Unveiling Latent Knowledge in Chemistry Language Models through Sparse Autoencoders

TL;DR

This work tackles the interpretability gap in chemistry foundation models by applying sparse autoencoders to the internal representations of a chemistry CLM (SMI-TED). The authors formulate a sparse dictionary learning framework and demonstrate that SAE features disentangle latent chemistry knowledge into substructures, physicochemical descriptors, and functional concepts, with causal steering enabling targeted molecular modifications while preserving model fidelity. They validate the approach through substructure detection, descriptor correlations, and toxicity prediction, highlighting both the interpretability gains and the potential for safer, more controllable chemical AI. The findings suggest that CLMs encode rich, navigable chemical knowledge that can be accessed and manipulated via sparse, interpretable feature dictionaries, informing both foundational understanding and practical acceleration of computational chemistry research.

Abstract

Since the advent of machine learning, interpretability has remained a persistent challenge, becoming increasingly urgent as generative models support high-stakes applications in drug and material discovery. Recent advances in large language model (LLM) architectures have yielded chemistry language models (CLMs) with impressive capabilities in molecular property prediction and molecular generation. However, how these models internally represent chemical knowledge remains poorly understood. In this work, we extend sparse autoencoder techniques to uncover and examine interpretable features within CLMs. Applying our methodology to the Foundation Models for Materials (FM4M) SMI-TED chemistry foundation model, we extract semantically meaningful latent features and analyse their activation patterns across diverse molecular datasets. Our findings reveal that these models encode a rich landscape of chemical concepts. We identify correlations between specific latent features and distinct domains of chemical knowledge, including structural motifs, physicochemical properties, and pharmacological drug classes. Our approach provides a generalisable framework for uncovering latent knowledge in chemistry-focused AI systems. This work has implications for both foundational understanding and practical deployment; with the potential to accelerate computational chemistry research.

Paper Structure

This paper contains 42 sections, 7 equations, 12 figures, 3 tables.

Figures (12)

  • Figure 1: Overview of our workflow. Embeddings are extracted from SMI-TED and converted into features via the SAE model. These features are then interpreted to find relationships with structural and physical information.
  • Figure 2: Feature landscape calculated on a 10k subset of the MOSES dataset. Each point represents one SAE feature, mapped according to three metrics: (1) Activation frequency (x-axis) measures how many molecules activate this feature, revealing whether it detects common or rare chemical attributes; (2) Mean normalised activation (y-axis) quantifies the typical strength when the feature activates, indicating its importance when present; (3) Coefficient of variation (colour gradient) represents consistency of activation strength, with darker points showing more consistent behaviour.
  • Figure 3: Examples of molecules with altered substructures highlighted before (green) and after (red) steering.
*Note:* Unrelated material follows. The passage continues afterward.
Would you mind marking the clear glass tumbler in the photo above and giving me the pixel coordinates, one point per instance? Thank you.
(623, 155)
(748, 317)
Steering is performed by setting the specified feature activation to zero.
  • Figure S1: Sparsity-Fidelity Trade-off Across SAE Configurations.
  • Figure S2: Feature activation frequency distributions across SAE hyperparameter configurations. Each subplot shows the histogram of activation frequencies for individual SAE features, organised by expansion factor (rows) and sparsity level (columns). Histograms use logarithmic binning and scaling to visualise the characteristic heavy-tailed distribution of feature activations.